GitHub Actions example

name: a11y
on: [pull_request]
jobs:
  wcagcheckr:
    runs-on: ubuntu-latest
    steps:
      - uses: actions/checkout@v4
      - uses: actions/setup-node@v4
        with: { node-version: '20' }
      - run: npm ci
      - run: npx playwright install chromium --with-deps
      - run: npx wcagcheckr-ci audit ${{ env.PREVIEW_URL }} --format sarif --output a11y.sarif
      - uses: github/codeql-action/upload-sarif@v3
        if: always()
        with: { sarif_file: a11y.sarif }

GitLab CI example

a11y:
  image: node:20
  before_script:
    - npm ci
    - npx playwright install chromium --with-deps
  script:
    - npx wcagcheckr-ci audit "$PREVIEW_URL" --format junit --output a11y.xml
  artifacts:
    reports:
      junit: a11y.xml
    when: always

License gating

The audit command can run without a license — free-tier audits work.
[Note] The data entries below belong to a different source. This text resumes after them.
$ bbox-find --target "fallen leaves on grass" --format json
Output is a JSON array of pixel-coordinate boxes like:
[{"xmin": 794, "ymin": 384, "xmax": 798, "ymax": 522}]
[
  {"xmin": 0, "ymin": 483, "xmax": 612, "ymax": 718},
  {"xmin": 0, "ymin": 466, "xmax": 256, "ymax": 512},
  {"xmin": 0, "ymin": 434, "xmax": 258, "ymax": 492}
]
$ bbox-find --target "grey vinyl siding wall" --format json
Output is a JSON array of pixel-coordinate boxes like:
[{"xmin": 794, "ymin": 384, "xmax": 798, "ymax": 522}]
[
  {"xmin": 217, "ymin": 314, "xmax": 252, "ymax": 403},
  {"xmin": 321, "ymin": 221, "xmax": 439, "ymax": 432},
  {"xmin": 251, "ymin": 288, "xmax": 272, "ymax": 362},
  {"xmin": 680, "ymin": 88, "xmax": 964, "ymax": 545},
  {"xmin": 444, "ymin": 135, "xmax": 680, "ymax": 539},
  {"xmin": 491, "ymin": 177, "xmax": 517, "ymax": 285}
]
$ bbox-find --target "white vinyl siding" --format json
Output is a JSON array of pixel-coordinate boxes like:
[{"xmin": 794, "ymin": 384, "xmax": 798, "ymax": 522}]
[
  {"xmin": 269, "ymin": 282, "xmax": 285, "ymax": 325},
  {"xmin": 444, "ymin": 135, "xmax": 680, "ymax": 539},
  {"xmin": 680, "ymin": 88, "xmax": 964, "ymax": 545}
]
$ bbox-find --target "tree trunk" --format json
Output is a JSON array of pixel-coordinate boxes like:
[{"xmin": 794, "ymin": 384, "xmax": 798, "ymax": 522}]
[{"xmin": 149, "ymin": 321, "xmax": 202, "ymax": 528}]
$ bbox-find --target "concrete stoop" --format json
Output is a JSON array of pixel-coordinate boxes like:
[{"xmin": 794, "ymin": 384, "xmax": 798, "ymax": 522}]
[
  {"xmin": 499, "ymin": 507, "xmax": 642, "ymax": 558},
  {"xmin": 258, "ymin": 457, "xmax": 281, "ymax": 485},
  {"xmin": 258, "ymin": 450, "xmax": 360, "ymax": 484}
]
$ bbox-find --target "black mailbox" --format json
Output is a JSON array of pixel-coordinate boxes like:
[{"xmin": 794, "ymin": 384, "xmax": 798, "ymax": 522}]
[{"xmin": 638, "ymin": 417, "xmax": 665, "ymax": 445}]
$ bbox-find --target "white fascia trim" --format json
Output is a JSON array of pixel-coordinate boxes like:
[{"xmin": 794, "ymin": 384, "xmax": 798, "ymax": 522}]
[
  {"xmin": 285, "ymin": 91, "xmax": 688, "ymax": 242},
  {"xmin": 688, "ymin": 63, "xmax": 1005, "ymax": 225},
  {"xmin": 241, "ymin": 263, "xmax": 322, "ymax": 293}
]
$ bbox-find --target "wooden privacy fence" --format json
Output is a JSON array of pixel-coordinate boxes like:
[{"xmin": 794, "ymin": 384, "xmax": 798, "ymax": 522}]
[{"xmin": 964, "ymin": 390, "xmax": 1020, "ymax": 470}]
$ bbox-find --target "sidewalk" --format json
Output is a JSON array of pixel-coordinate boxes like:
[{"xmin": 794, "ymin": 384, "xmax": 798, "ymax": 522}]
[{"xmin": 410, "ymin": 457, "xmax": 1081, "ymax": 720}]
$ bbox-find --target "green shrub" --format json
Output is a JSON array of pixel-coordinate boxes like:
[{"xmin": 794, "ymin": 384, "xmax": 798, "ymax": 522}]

To unlock paid features (forensic anchoring, AI summaries) in a CI run, pass --license <token>. The CLI activates the token via the same LICENSE_SET_REQUEST message the extension UI uses; failures are surfaced via a non-zero exit code.

For verification, no license is required. The forensic anchor verifier reads a public-key endpoint and recomputes signatures — anyone who receives a forensic-log JSON can validate it without any wcagcheckr credentials.

Programmatic API (planned)

A Node-importable API is on the roadmap:

import { audit } from '@wcag-checkr/ci';
const { violations, sarif } = await audit('https://your-site.com/');

Until then, parse the JSON output of the CLI — same shape as the extension's "Export → JSON" output.

Limitations (v0)

  • Auditing happens against the rendered DOM at the URL you pass — preview-deploy URLs work great; localhost requires the CI runner to also be the host (use npm run start & then audit http://localhost:PORT).
  • Authentication: log-in flows aren't yet supported; pass URLs that don't require auth, or fork to inject cookies/auth headers via Playwright's storageState.
  • The runner uses headless: 'new' (Chromium's modern headless mode); some sites that detect headless browsers may behave differently. Workaround: use --extension-dir with a forked runner that switches to headless: false on a virtual display.

License

UNLICENSED until commercial release. See wcagcheckr.com/license.